12. In the aforesaid background of factual matrix, I have heard learned counsel for the appellant-Insurance Company.
13. Chiefly two points have been raised before this Court at the time of hearing. First is that there is a delay of about four days in lodging the First Information Report and secondly, that the time of accident as stated by the informant in the FIR and as has been stated by Arun Kumar CW-2 varies as, in the FIR, it is stated that time of accident was 3.00 PM to 3.20 PM whereas the stand of Arun Kumar (CW2) in his cross-examination is that the accident took place at about 11.00 PM. That apart, it is also submitted that the name of driver or the registration number of the offending vehicle was not disclosed in the First Information Report.

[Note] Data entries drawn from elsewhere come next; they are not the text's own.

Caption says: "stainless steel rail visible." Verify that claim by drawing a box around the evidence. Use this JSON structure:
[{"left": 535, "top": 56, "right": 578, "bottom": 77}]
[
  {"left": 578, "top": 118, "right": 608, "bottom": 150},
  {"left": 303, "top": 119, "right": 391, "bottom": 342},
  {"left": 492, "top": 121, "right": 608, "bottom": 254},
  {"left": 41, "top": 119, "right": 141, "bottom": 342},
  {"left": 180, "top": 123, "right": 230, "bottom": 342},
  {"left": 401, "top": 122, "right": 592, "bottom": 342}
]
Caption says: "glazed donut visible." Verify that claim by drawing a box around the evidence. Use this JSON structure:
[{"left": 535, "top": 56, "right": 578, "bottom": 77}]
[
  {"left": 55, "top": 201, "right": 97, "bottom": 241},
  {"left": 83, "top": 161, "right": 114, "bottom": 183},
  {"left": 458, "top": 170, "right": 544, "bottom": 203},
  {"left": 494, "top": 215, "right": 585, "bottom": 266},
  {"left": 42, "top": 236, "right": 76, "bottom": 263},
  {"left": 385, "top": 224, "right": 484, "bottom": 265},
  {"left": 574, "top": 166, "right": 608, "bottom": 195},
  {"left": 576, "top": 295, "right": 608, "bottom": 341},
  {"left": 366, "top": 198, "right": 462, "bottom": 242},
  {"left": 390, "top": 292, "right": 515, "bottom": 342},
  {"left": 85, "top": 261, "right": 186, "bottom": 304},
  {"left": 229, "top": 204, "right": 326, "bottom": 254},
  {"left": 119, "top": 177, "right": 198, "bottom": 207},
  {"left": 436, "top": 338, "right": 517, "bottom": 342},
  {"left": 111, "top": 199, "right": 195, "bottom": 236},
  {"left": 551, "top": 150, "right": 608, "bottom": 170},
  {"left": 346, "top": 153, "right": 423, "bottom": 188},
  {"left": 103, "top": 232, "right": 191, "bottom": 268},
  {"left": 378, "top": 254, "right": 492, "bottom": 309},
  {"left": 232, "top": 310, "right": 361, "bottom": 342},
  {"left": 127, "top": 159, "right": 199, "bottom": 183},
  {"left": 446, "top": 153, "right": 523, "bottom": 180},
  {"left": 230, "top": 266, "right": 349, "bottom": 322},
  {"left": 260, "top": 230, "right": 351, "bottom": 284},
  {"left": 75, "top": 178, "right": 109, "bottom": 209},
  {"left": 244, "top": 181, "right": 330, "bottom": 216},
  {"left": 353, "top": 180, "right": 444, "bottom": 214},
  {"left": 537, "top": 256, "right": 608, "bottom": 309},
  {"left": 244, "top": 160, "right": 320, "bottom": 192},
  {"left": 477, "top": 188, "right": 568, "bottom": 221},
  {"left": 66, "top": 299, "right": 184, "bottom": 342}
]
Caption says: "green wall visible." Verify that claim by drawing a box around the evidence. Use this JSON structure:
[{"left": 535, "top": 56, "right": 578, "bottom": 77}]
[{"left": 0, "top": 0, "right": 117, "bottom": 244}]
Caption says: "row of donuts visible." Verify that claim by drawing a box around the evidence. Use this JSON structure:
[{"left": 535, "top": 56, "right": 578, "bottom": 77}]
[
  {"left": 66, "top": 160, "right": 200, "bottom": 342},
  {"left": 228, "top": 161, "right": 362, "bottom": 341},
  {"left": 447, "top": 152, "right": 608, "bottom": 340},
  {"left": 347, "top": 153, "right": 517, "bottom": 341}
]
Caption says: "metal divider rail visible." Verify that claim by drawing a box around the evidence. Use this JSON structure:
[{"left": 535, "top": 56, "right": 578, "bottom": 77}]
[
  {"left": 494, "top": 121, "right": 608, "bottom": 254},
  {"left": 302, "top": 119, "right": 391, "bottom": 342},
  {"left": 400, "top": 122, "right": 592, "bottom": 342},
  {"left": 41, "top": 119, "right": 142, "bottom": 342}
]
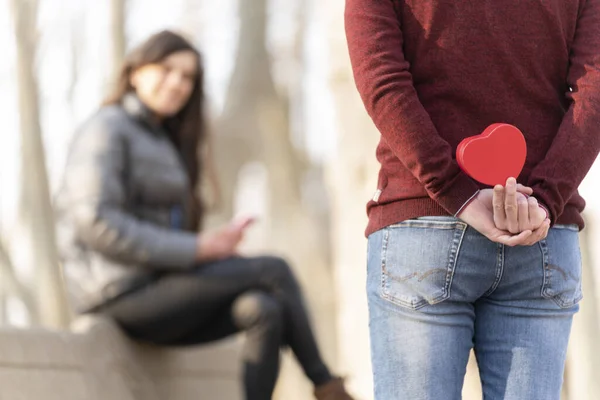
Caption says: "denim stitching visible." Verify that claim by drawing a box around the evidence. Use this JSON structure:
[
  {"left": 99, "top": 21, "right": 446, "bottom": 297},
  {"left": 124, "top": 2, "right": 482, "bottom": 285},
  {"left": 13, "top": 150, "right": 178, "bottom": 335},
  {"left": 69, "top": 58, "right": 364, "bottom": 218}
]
[
  {"left": 388, "top": 219, "right": 461, "bottom": 229},
  {"left": 540, "top": 237, "right": 583, "bottom": 308},
  {"left": 446, "top": 222, "right": 467, "bottom": 300},
  {"left": 380, "top": 228, "right": 390, "bottom": 301},
  {"left": 379, "top": 221, "right": 467, "bottom": 310},
  {"left": 539, "top": 239, "right": 552, "bottom": 299},
  {"left": 484, "top": 243, "right": 505, "bottom": 296}
]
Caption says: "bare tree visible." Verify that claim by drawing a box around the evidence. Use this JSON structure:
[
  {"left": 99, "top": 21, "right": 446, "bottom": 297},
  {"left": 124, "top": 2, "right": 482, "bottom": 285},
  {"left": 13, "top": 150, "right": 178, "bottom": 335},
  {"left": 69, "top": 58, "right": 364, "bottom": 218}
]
[
  {"left": 109, "top": 0, "right": 127, "bottom": 88},
  {"left": 0, "top": 294, "right": 4, "bottom": 324},
  {"left": 264, "top": 2, "right": 339, "bottom": 398},
  {"left": 0, "top": 241, "right": 37, "bottom": 322},
  {"left": 325, "top": 0, "right": 382, "bottom": 397},
  {"left": 66, "top": 9, "right": 85, "bottom": 115},
  {"left": 208, "top": 1, "right": 339, "bottom": 398},
  {"left": 563, "top": 215, "right": 600, "bottom": 400},
  {"left": 206, "top": 2, "right": 264, "bottom": 227},
  {"left": 9, "top": 0, "right": 70, "bottom": 329}
]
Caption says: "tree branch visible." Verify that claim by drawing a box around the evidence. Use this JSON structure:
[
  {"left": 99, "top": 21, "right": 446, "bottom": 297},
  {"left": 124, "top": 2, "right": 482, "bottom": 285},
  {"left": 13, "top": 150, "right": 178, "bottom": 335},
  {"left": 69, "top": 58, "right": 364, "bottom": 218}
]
[{"left": 0, "top": 241, "right": 37, "bottom": 320}]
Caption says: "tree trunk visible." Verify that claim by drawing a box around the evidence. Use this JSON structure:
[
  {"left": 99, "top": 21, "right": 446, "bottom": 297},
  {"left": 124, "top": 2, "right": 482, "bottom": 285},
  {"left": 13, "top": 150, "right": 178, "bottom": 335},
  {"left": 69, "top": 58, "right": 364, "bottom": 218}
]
[
  {"left": 0, "top": 242, "right": 37, "bottom": 321},
  {"left": 205, "top": 0, "right": 265, "bottom": 228},
  {"left": 563, "top": 214, "right": 600, "bottom": 400},
  {"left": 67, "top": 10, "right": 84, "bottom": 114},
  {"left": 324, "top": 0, "right": 380, "bottom": 397},
  {"left": 109, "top": 0, "right": 127, "bottom": 87},
  {"left": 0, "top": 293, "right": 5, "bottom": 325},
  {"left": 251, "top": 1, "right": 338, "bottom": 396},
  {"left": 209, "top": 1, "right": 338, "bottom": 398},
  {"left": 9, "top": 0, "right": 70, "bottom": 329}
]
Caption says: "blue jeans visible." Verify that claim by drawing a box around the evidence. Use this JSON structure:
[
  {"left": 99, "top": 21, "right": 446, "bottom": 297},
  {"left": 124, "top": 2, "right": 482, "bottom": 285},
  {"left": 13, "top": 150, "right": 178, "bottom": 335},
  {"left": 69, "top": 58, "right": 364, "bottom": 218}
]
[{"left": 367, "top": 216, "right": 582, "bottom": 400}]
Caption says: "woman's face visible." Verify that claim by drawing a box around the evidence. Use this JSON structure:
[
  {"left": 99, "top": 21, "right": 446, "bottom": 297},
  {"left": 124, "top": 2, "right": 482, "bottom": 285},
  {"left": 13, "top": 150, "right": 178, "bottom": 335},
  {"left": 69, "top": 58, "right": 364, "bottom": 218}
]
[{"left": 130, "top": 50, "right": 198, "bottom": 118}]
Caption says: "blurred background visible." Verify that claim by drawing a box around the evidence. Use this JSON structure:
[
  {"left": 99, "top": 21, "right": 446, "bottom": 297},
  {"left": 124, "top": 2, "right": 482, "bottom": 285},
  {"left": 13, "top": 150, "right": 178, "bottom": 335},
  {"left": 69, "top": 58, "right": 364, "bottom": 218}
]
[{"left": 0, "top": 0, "right": 599, "bottom": 399}]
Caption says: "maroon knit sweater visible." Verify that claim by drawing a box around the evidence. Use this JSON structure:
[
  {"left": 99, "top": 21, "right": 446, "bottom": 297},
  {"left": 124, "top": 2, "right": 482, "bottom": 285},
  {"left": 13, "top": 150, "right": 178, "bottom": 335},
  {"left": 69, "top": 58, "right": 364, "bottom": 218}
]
[{"left": 345, "top": 0, "right": 600, "bottom": 237}]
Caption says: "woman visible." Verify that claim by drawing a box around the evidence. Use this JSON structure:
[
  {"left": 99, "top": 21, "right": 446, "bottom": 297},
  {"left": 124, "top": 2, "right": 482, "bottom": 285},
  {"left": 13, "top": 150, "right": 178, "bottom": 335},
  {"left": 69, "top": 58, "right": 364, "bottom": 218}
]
[
  {"left": 345, "top": 0, "right": 598, "bottom": 398},
  {"left": 55, "top": 30, "right": 353, "bottom": 400}
]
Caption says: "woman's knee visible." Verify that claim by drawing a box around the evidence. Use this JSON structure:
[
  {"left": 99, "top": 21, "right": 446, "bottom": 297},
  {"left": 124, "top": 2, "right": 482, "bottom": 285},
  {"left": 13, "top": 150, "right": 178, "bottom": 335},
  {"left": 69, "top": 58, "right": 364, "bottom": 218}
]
[
  {"left": 257, "top": 256, "right": 297, "bottom": 285},
  {"left": 232, "top": 291, "right": 283, "bottom": 330}
]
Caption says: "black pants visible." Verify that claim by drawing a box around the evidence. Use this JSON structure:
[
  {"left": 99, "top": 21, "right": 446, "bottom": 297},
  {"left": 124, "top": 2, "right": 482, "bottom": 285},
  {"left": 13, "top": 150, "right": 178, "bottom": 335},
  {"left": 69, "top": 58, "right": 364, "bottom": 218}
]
[{"left": 98, "top": 256, "right": 332, "bottom": 400}]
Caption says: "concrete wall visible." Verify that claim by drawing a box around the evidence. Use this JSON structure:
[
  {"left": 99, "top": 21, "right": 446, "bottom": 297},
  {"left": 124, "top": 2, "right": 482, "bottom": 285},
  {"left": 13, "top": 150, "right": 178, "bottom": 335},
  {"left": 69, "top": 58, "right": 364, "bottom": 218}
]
[{"left": 0, "top": 316, "right": 242, "bottom": 400}]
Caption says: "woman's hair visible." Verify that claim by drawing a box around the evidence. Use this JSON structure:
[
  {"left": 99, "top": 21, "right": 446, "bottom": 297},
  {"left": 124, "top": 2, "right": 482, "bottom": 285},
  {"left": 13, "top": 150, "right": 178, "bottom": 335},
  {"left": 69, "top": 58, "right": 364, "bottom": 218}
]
[{"left": 104, "top": 30, "right": 211, "bottom": 230}]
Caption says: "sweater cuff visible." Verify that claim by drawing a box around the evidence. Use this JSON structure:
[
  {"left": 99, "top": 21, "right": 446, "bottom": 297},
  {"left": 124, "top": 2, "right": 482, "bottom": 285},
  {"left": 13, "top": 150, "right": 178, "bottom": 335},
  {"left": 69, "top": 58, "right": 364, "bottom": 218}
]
[
  {"left": 538, "top": 203, "right": 551, "bottom": 222},
  {"left": 432, "top": 172, "right": 481, "bottom": 216},
  {"left": 454, "top": 190, "right": 480, "bottom": 217},
  {"left": 528, "top": 185, "right": 558, "bottom": 227}
]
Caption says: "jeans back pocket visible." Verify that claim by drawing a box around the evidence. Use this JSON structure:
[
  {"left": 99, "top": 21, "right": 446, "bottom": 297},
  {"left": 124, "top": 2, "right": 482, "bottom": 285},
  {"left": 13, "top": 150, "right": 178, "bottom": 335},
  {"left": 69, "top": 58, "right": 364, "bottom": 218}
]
[
  {"left": 540, "top": 225, "right": 583, "bottom": 308},
  {"left": 381, "top": 217, "right": 467, "bottom": 310}
]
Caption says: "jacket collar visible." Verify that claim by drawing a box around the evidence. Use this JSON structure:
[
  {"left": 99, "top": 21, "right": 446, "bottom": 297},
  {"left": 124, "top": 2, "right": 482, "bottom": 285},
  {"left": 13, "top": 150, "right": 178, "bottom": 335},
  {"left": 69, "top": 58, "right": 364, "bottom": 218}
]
[{"left": 121, "top": 92, "right": 165, "bottom": 136}]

Apart from the above, the Informant or the Investigating Officer has not been examined by the claimants.
14. However, upon consideration of the aforesaid submissions and materials which are available on record of this case, I find no force in the aforesaid submissions raised on behalf of the appellant-Insurance Company.
15. So far the delay of four days in lodging the FIR is concerned, now it is well established that in the such type of cases, the first effort of the persons concerned would be to rush to the Hospital along with injured person so that proper treatment could be given to him for saving his life. It appears that in this case, though the accident took place on 16.09.2017 and the death had occurred on 19.09.2017, however, the FIR was lodged on 20.09.2017 after his death. Therefore, the delay of fours days in lodging the FIR would not be of much relevance. It is further well-established proposition that proceedings before the Tribunal under Section 166 of the Motor Vehicles Act, 1988, is summary proceeding in the nature of enquiry for the purpose of assessment of just and proper compensation which is awarded to the claimants and for that purpose, strict proof of the issues, which is required in a criminal trial, would not be required. A reference in this regard is made to the decision of Hon'ble Apex Court rendered in ‘Sunita v. Rajasthan State Road Transport Corporation, AIR 2019 SC 994′. The Hon'ble Apex Court has held that strict principles of proof in a criminal case will not be applicable in a claim for compensation under the Act and further, that the standard to be followed in such claims is one of preponderance of probability rather than one of proof beyond reasonable doubt. It has further been observed that what is essential in such matter is that the opposite party should get a fair opportunity to cross- examine the concerned witness and once that is done, it will not be open to them to complain about any prejudice caused to them.
16. Thus, non-examination of Informant or Investigating Officer would not be of much value in this case as the final report which has been submitted by the police after investigation charge-sheeting the driver for negligent and rash driving has already been brought on record as Ex.C5, which would be sufficient to prove rash and negligent driving by the driver. The variation at the time of the cross-examination regarding the time of accident and identification would also be not of much value as there is no crisis of any identification or time of evidence as the police has already submitted its final report after investigating the matter and finding the accident to have been taken place at a particular time and due to rash and negligent driving by a particular person. That apart, the driver and owner did not have courage to come into the witness box to rebut the evidence led by the claimants.
17. In such a situation, in my opinion, no further proof was required and the finding of the Tribunal that the accident was a result of rash and negligent driving by the driver of the offending vehicle, cannot be faulted with.
18. In the result, this appeal fails and is accordingly, dismissed. However, there would be no order as to costs.